“Kreuzfaehrten”, Brilliant New German Blog

New German blog: "Kreuzfaehrten"

I have written some time ago about Schattenschrift, a brilliant Blog in German. Unfortunately, no blog posts have been appearing on that blog since February, though the blog is still online and more than worth a visit.

In the last days, I have become aware of a new and brilliant blog, “Kreuzfaehrten”.

Besides being extremely well-written and a thoroughly well-thought product, this blog is of particular value because coming from a convert; not a convert from Protestantism – as I had originally thought – but from that kind of mocking Atheism with which we are increasingly more often confronted.

On this page (at the same time, the first message) the author gives a brilliant exposition – and explanation – of his individual journey from mockery to doubt, to possibility, to certainty. As it is typical for brilliant minds (intelligent people always understand submission to Truth; it’s the idiots who think they know better), this new convert hasn’t espoused any wishy-washy, made-to-measure, “what is truth”, “I am so proud of my doubts”-mentality in his approach to Christianity. On the contrary, he has recognised the Truth, and has embraced it whole.

As you would almost expect from a German, the completeness of all the usual side aspects of a blog (blogroll, graphics, various sources, & Co.) is in total contrast with the scantiness of the up to now not numerous messages, showing that this is a carefully planned and beautifully executed project.

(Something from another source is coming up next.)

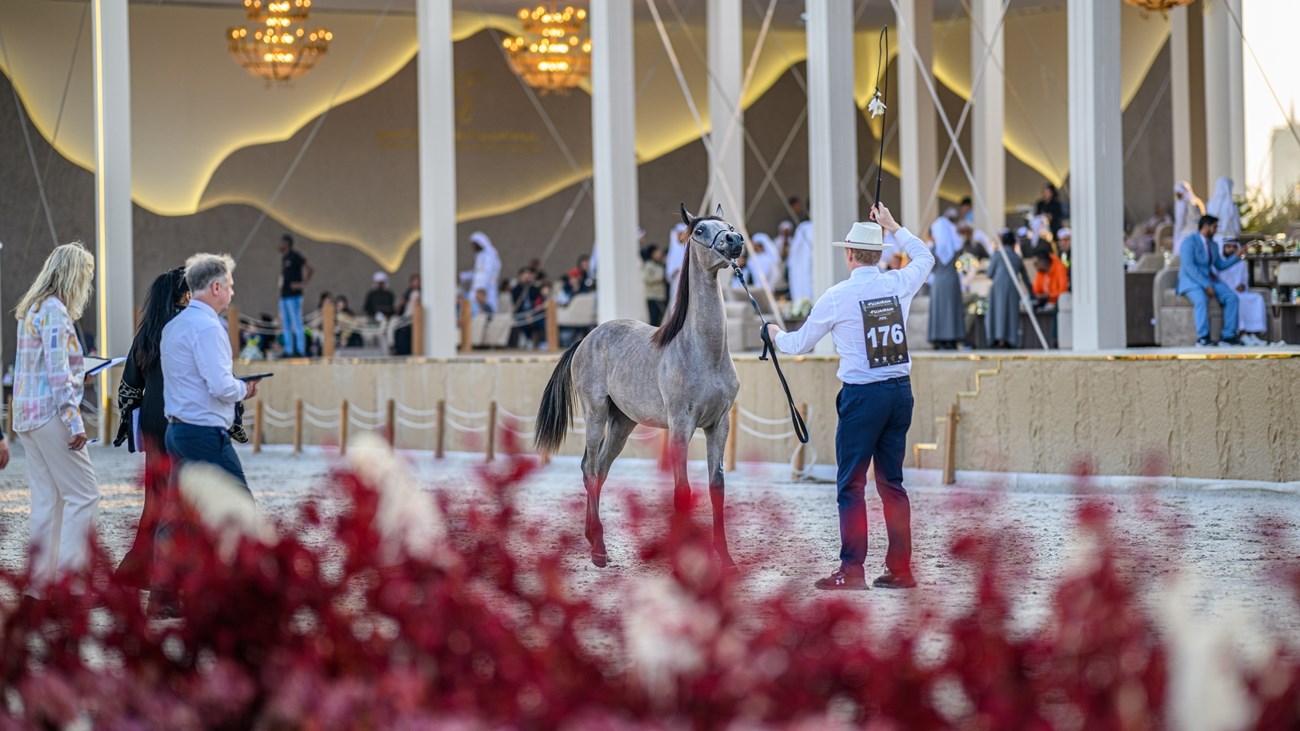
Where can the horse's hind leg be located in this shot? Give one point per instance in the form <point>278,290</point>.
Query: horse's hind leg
<point>715,440</point>
<point>596,415</point>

Many of the links are to sites written in English, which will certainly not damage the site’s fruition from a vast number of German speakers but will be of use to the one or other of the non German-speaking ones. Germany does need as many of these blogs as possible, as if we exclude Bavaria the picture is one of a vastly tepid Catholicism, more inherited than actively lived, and rather firmly in the end of trendy bishops and priests. Last time I looked, the traditionally Catholic Cologne had the same divorce rate than the traditionally Protestant nearby Düsseldorf, and the German bishop’s conference is something difficult to talk about whilst remaining calm; granted, german Catholics hold their grounds more firmly than the now vastly secularised Lutherans, but to say that the Church in Germany is healthy would be a vast exaggeration.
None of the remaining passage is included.